第四章 前期試験
亮太が帰ってしばらくすると泉が帰ってきた。
「亮太、先程あかりさんから着信があったわ。スカート姿で大股開いていたそうね。人が大勢いて啓子さんも一緒にいたので啓子に気付かれると都合が悪いので言えなかったそうよ。私から伝えておいてと言っていたわ。女子大なので女性ばかりだからよかったけれども、その他の場所でそんな事をしたら、男性が興奮して襲われるわよ。亮太も若い女性のそんな姿を見たら興奮しない?」と指摘された。

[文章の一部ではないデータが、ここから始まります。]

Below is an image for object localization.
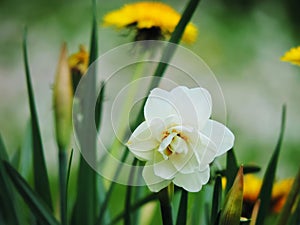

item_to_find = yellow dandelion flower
[68,45,89,75]
[103,2,197,43]
[244,174,262,203]
[281,46,300,66]
[244,174,294,213]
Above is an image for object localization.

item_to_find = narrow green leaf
[23,30,52,209]
[58,149,68,225]
[18,121,32,180]
[66,149,74,199]
[289,195,300,225]
[3,161,59,225]
[250,199,260,225]
[0,135,21,225]
[256,105,286,225]
[176,189,188,225]
[0,134,8,161]
[220,166,244,225]
[72,4,100,225]
[210,175,222,225]
[225,149,239,193]
[95,82,105,131]
[124,158,138,225]
[191,190,206,225]
[95,148,129,225]
[277,169,300,225]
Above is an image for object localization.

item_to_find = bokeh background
[0,0,300,184]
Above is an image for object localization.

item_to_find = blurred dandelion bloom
[68,45,89,75]
[243,174,294,213]
[103,2,197,43]
[127,86,234,192]
[281,46,300,66]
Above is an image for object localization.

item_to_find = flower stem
[158,187,173,225]
[111,51,147,154]
[58,149,67,225]
[124,158,138,225]
[176,189,188,225]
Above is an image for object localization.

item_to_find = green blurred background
[0,0,300,181]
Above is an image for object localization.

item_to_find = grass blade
[0,135,21,225]
[23,27,52,210]
[72,1,100,225]
[3,161,59,225]
[18,121,32,181]
[225,149,239,193]
[277,169,300,225]
[256,105,286,225]
[289,194,300,225]
[210,175,222,225]
[250,199,260,225]
[124,158,138,225]
[176,189,188,225]
[220,167,244,225]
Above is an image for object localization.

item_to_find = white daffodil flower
[127,86,234,192]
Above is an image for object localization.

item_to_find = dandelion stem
[58,149,67,225]
[158,187,173,225]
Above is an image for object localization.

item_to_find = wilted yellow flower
[103,2,197,43]
[281,46,300,66]
[272,178,294,213]
[68,45,89,75]
[244,174,262,203]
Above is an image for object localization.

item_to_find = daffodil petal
[143,161,171,192]
[170,86,198,129]
[170,146,199,174]
[201,120,234,156]
[127,122,159,160]
[173,166,210,192]
[189,132,217,170]
[144,88,178,124]
[153,152,178,180]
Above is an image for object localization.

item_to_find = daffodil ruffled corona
[127,86,234,192]
[281,46,300,66]
[103,2,197,43]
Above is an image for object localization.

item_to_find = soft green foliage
[256,106,286,225]
[0,0,300,225]
[220,167,244,225]
[23,30,52,209]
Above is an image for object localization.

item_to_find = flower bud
[220,166,244,225]
[53,44,73,149]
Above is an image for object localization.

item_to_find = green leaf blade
[23,31,53,209]
[256,105,286,225]
[3,161,59,225]
[0,135,21,225]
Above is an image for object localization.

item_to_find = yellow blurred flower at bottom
[281,46,300,66]
[244,174,294,213]
[103,2,197,43]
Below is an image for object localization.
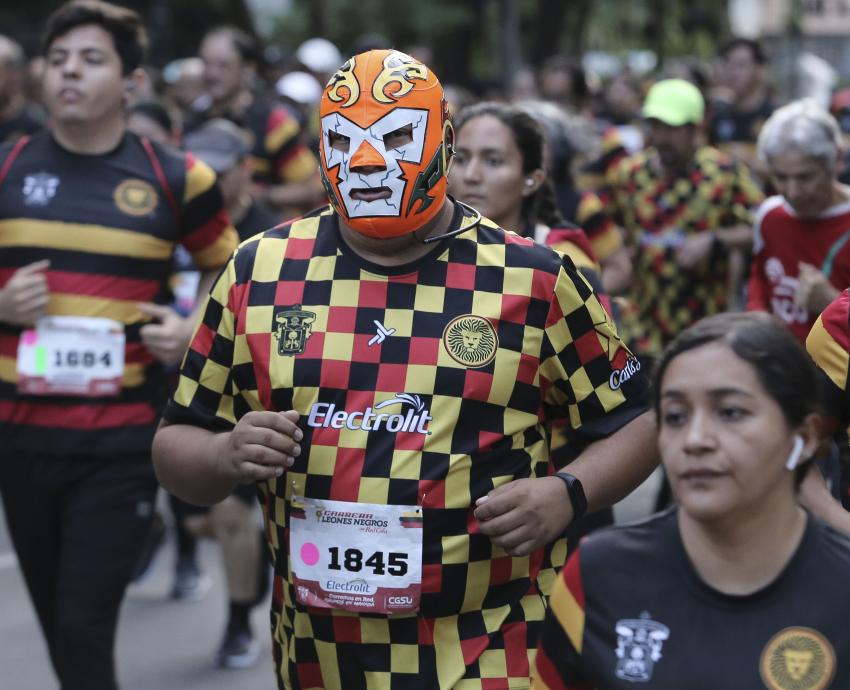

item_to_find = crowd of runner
[0,0,850,690]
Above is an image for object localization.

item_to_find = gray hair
[757,98,841,168]
[0,34,24,70]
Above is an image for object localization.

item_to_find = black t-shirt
[708,99,776,147]
[535,509,850,690]
[0,107,44,144]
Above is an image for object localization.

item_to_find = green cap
[643,79,705,127]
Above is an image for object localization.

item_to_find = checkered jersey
[609,147,762,353]
[165,206,645,690]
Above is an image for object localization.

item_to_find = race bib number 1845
[289,496,422,613]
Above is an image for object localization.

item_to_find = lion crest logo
[443,314,499,369]
[759,627,835,690]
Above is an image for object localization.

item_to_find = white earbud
[785,434,805,472]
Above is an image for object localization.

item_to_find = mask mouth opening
[348,187,393,201]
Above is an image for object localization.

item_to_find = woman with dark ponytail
[449,102,607,288]
[449,102,613,548]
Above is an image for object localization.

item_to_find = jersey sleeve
[747,214,770,312]
[532,548,592,690]
[806,290,850,425]
[163,250,238,431]
[263,108,319,184]
[546,227,599,272]
[180,154,239,271]
[540,258,649,449]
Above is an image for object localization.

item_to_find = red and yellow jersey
[0,131,237,457]
[610,147,762,354]
[165,206,645,690]
[747,196,850,342]
[806,290,850,428]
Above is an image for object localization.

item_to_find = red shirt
[747,196,850,343]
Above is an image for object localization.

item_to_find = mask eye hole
[328,130,351,153]
[384,125,413,151]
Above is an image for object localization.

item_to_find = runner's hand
[794,261,838,314]
[0,259,50,326]
[216,410,304,484]
[475,477,573,556]
[137,302,194,364]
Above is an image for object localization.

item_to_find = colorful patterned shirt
[165,206,645,690]
[609,147,762,354]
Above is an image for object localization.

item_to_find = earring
[785,434,805,471]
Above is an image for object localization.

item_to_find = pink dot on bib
[301,542,319,565]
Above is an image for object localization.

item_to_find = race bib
[17,316,125,397]
[289,496,422,614]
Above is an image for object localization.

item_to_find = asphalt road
[0,494,276,690]
[0,464,659,690]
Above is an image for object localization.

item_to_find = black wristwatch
[554,472,587,520]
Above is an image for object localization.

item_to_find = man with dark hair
[0,0,236,690]
[0,34,42,144]
[185,26,322,215]
[708,38,776,178]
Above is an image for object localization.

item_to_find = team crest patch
[272,304,316,357]
[21,173,59,206]
[759,628,835,690]
[443,314,499,369]
[614,613,670,683]
[112,180,159,216]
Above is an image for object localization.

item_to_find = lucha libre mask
[319,50,451,238]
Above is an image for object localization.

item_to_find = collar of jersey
[329,199,481,276]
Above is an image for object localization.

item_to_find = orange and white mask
[319,50,452,238]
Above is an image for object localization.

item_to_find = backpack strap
[139,137,180,225]
[0,134,30,185]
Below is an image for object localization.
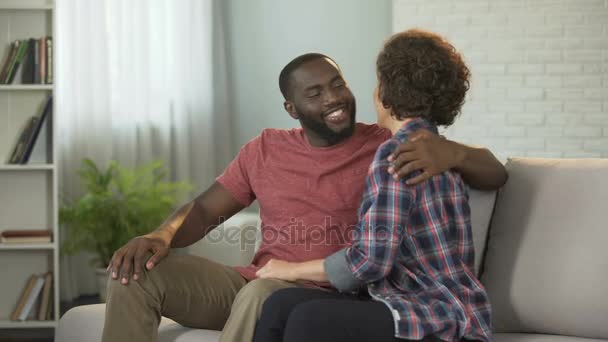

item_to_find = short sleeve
[216,137,260,207]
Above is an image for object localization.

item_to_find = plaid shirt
[325,118,492,341]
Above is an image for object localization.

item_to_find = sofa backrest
[482,158,608,339]
[469,190,496,276]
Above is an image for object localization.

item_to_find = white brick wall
[393,0,608,160]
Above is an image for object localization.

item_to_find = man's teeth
[327,109,344,119]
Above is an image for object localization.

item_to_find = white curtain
[54,0,233,300]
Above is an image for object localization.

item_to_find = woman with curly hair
[254,30,492,342]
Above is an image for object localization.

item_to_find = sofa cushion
[482,158,608,339]
[469,190,496,275]
[55,304,220,342]
[494,334,606,342]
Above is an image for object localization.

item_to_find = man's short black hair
[279,52,339,100]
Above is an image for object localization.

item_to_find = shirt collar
[395,117,439,138]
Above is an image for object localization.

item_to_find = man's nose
[323,89,338,106]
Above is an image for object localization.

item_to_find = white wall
[393,0,608,159]
[227,0,392,153]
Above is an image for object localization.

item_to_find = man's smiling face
[286,58,356,145]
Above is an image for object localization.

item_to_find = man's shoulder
[243,128,301,148]
[357,122,392,141]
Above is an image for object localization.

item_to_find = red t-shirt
[217,123,391,285]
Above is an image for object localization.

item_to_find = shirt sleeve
[216,137,260,207]
[324,146,414,291]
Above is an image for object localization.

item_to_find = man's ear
[283,101,300,120]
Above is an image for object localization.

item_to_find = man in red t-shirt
[103,54,506,342]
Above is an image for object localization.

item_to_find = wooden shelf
[0,321,57,329]
[0,164,55,171]
[0,242,55,251]
[0,84,53,91]
[0,0,53,11]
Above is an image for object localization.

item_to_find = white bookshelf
[0,0,59,329]
[0,84,53,91]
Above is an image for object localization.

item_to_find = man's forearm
[293,259,327,281]
[452,142,508,190]
[155,201,212,248]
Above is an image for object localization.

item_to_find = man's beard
[296,101,357,146]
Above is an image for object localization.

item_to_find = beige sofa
[55,158,608,342]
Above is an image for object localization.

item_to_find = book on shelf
[0,40,21,83]
[11,272,53,321]
[38,272,53,321]
[0,37,53,84]
[0,229,53,244]
[11,275,38,321]
[8,96,53,164]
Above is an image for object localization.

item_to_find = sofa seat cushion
[494,334,606,342]
[481,158,608,339]
[55,304,220,342]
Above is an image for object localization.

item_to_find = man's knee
[235,279,290,305]
[106,252,179,299]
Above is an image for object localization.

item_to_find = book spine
[7,40,29,84]
[39,38,46,83]
[46,37,53,84]
[0,42,17,84]
[34,41,40,84]
[19,96,53,164]
[3,40,21,84]
[38,272,53,321]
[17,276,44,321]
[9,116,38,164]
[11,275,37,321]
[21,38,36,84]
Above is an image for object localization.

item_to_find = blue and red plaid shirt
[325,118,492,341]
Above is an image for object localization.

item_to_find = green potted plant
[59,159,191,301]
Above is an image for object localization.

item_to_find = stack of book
[11,272,53,321]
[8,96,53,164]
[0,229,53,245]
[0,37,53,84]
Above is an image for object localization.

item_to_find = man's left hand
[255,259,297,281]
[388,129,464,185]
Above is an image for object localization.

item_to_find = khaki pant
[102,254,298,342]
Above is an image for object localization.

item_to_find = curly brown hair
[376,29,470,126]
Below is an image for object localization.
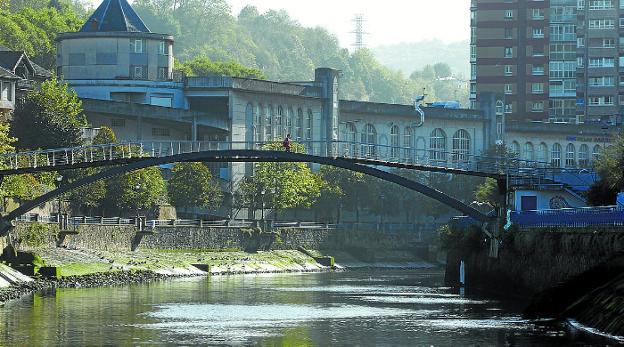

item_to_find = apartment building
[470,0,624,124]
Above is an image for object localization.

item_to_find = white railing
[0,141,592,181]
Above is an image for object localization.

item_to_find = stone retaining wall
[7,223,422,251]
[447,228,624,297]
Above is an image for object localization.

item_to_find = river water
[0,270,604,346]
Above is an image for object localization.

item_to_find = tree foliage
[11,79,87,149]
[236,142,321,218]
[67,126,117,214]
[167,163,223,209]
[106,167,166,213]
[0,0,86,69]
[176,56,266,79]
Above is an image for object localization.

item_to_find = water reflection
[0,270,600,346]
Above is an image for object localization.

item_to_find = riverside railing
[15,214,439,233]
[511,206,624,229]
[0,139,587,179]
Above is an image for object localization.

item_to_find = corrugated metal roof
[80,0,151,33]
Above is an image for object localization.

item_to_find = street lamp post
[134,183,141,227]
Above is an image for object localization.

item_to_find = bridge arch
[0,150,490,236]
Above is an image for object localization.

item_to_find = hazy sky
[87,0,470,47]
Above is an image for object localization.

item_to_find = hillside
[372,40,470,77]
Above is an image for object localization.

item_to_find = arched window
[286,107,294,136]
[522,142,535,161]
[275,106,284,139]
[390,125,400,159]
[403,127,413,160]
[264,105,275,141]
[255,104,266,142]
[510,141,520,158]
[496,100,505,115]
[295,108,303,142]
[550,143,561,167]
[344,122,358,157]
[453,129,470,163]
[362,124,377,158]
[429,128,446,161]
[579,144,589,168]
[306,109,314,141]
[592,145,602,164]
[537,142,548,166]
[566,143,576,167]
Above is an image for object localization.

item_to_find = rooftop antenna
[351,13,368,51]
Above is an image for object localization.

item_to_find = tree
[315,166,367,222]
[176,57,266,79]
[106,167,166,212]
[167,163,223,209]
[236,142,322,216]
[595,136,624,192]
[11,79,87,149]
[475,178,502,210]
[66,126,117,214]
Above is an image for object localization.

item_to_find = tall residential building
[470,0,624,124]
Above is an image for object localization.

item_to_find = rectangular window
[505,10,513,19]
[531,101,544,112]
[531,83,544,94]
[589,57,615,67]
[150,96,171,107]
[158,41,169,55]
[0,82,9,100]
[158,66,171,81]
[69,53,87,66]
[589,95,613,106]
[505,28,513,39]
[130,40,144,53]
[589,18,615,29]
[152,128,171,136]
[531,65,544,76]
[95,52,117,65]
[589,0,613,10]
[533,28,544,39]
[505,47,513,58]
[130,65,147,80]
[589,76,615,87]
[533,8,544,20]
[111,118,126,128]
[550,24,576,42]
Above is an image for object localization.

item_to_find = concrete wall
[7,223,422,251]
[447,228,624,298]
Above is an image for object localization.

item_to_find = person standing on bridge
[282,134,290,152]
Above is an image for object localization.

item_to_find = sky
[87,0,470,47]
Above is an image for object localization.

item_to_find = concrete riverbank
[0,223,434,302]
[446,228,624,342]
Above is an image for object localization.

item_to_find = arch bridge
[0,141,576,236]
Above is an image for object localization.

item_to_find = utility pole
[351,13,368,51]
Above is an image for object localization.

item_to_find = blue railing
[511,206,624,229]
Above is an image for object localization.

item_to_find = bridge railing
[511,206,624,229]
[0,141,578,178]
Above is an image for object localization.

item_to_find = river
[0,270,604,346]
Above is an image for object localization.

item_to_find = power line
[351,13,368,50]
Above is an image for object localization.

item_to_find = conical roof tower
[80,0,151,33]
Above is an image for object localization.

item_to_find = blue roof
[80,0,150,33]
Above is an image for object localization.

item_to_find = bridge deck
[0,141,588,180]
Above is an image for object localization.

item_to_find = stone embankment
[447,228,624,342]
[0,223,431,308]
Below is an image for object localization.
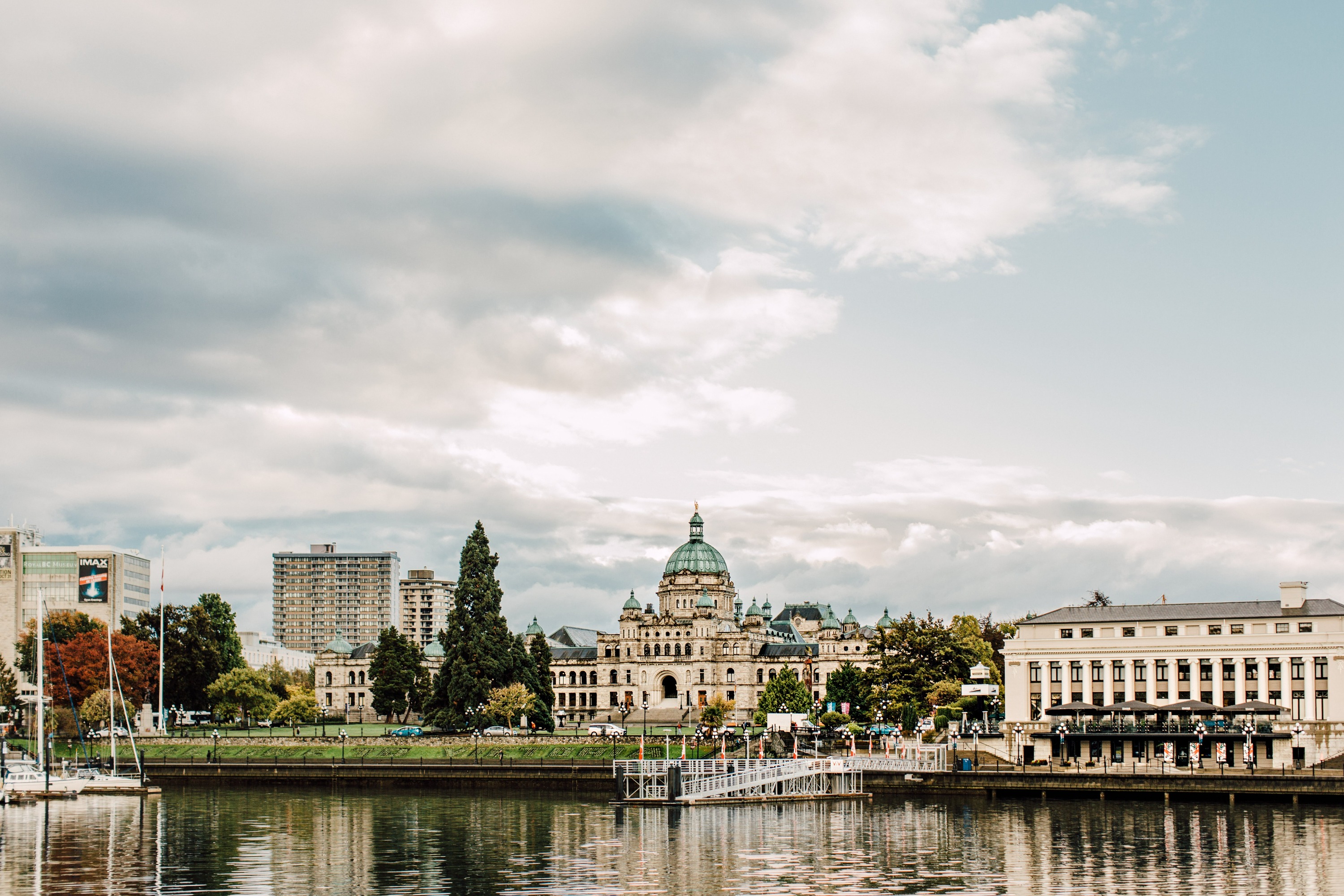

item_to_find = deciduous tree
[206,666,280,725]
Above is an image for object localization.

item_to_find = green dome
[663,513,728,575]
[325,629,355,653]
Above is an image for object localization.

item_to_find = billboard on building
[79,557,112,603]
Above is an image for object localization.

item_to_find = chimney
[1278,582,1306,610]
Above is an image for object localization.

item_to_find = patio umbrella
[1157,700,1218,716]
[1222,700,1284,716]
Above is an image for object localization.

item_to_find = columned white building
[1004,582,1344,760]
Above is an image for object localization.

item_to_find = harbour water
[0,788,1344,896]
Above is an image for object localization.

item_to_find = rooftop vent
[1278,582,1306,610]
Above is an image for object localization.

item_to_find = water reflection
[0,788,1344,895]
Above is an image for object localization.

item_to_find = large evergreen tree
[425,520,540,729]
[368,626,425,721]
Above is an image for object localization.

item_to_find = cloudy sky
[0,0,1344,630]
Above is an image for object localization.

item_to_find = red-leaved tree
[46,631,159,706]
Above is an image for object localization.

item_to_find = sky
[0,0,1344,642]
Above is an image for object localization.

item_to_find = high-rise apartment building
[271,543,402,653]
[402,569,457,647]
[0,525,157,665]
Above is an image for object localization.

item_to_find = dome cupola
[663,508,728,575]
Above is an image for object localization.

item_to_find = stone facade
[527,513,876,724]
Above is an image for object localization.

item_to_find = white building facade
[1003,582,1344,762]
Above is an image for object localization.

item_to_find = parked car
[93,725,130,737]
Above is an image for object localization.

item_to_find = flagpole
[159,544,168,733]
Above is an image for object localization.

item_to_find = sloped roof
[551,646,597,659]
[1023,598,1344,625]
[551,626,598,647]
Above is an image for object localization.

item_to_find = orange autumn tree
[44,630,159,706]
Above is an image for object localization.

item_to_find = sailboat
[4,588,87,794]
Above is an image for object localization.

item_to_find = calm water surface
[0,788,1344,896]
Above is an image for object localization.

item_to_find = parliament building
[526,512,891,724]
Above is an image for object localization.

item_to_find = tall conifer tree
[426,520,536,729]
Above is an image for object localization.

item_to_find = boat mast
[108,588,117,775]
[159,544,168,733]
[38,588,51,787]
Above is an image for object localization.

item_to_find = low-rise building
[1003,582,1344,762]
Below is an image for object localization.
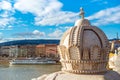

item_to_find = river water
[0,65,61,80]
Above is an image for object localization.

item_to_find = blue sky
[0,0,120,42]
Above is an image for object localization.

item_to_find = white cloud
[0,0,16,30]
[14,0,78,25]
[48,29,63,38]
[13,30,45,39]
[0,1,12,10]
[32,30,45,37]
[87,6,120,25]
[0,17,15,29]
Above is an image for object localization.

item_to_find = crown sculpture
[58,8,109,74]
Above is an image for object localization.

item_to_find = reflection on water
[0,65,61,80]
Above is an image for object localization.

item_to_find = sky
[0,0,120,42]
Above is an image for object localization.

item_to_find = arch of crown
[58,9,109,74]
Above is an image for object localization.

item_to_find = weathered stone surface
[31,9,120,80]
[58,7,109,74]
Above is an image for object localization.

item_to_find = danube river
[0,65,61,80]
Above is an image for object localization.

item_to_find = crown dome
[58,9,109,74]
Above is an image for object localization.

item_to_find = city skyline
[0,0,120,42]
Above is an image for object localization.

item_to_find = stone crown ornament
[58,8,109,74]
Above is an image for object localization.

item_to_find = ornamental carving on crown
[58,8,109,74]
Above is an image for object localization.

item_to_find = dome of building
[58,8,109,74]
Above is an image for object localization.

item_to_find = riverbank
[0,65,61,80]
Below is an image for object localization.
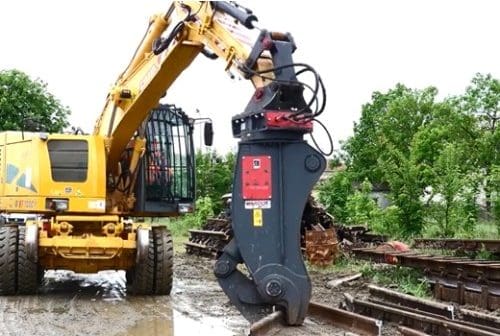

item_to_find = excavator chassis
[0,216,173,295]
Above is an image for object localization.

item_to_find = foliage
[362,263,431,298]
[346,180,380,225]
[318,171,353,223]
[455,74,500,211]
[0,70,70,133]
[428,144,477,237]
[321,74,500,237]
[167,197,214,236]
[196,151,236,213]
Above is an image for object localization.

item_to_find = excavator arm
[94,1,325,324]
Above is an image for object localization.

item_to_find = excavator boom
[94,1,325,324]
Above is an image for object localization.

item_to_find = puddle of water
[36,271,236,336]
[117,310,235,336]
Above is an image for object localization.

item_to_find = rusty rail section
[352,248,500,283]
[184,218,232,257]
[345,295,500,336]
[250,302,382,336]
[353,249,500,310]
[413,238,500,253]
[368,285,455,320]
[368,285,500,334]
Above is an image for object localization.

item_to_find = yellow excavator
[0,1,326,324]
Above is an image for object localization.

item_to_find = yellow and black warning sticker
[253,209,262,226]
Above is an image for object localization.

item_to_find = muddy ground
[0,247,376,336]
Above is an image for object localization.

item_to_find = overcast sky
[0,0,500,152]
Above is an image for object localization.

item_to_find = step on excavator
[0,1,331,325]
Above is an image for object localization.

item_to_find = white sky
[0,0,500,152]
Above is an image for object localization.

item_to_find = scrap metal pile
[185,194,338,266]
[185,194,387,266]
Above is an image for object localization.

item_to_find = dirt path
[0,253,368,336]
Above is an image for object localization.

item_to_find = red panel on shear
[265,111,313,132]
[241,155,272,200]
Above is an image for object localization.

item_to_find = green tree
[0,70,70,133]
[343,84,438,235]
[346,180,379,227]
[196,151,236,213]
[456,73,500,211]
[430,144,476,237]
[318,171,353,223]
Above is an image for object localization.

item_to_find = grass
[142,217,189,254]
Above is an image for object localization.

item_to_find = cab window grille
[145,105,194,202]
[47,140,88,182]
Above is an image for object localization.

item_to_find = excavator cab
[135,105,195,216]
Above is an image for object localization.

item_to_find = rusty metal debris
[185,197,338,266]
[345,295,499,336]
[413,238,500,253]
[305,228,338,267]
[353,245,500,310]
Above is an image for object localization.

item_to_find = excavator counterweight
[0,1,326,325]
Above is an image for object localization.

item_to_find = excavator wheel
[128,227,174,295]
[0,226,17,295]
[17,226,40,295]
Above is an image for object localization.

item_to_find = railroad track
[249,302,382,336]
[345,285,500,336]
[413,238,500,254]
[250,285,500,336]
[352,249,500,310]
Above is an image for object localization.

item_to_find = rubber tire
[17,226,39,295]
[131,230,155,295]
[131,227,174,295]
[0,226,17,295]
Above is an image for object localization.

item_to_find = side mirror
[203,122,214,146]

亮太は、「そうか。昔は興奮したかもしれないな。今は、そんな姿を見ても興奮しなくなってきた。女性ホルモンが分泌されている為だろうな。でも泉を愛している心だけは失いたくない。好きだよ、泉。」と泉の手を握った。
泉は一瞬言葉に詰まり、「私も亮太が好きだったわ。亮太が男性だった時に、その告白聞きたかったわ。私は恋人でなくても亮太を友達として好きになろうと決めたのよ。私達はずっと一緒よ。」と泉も告白した。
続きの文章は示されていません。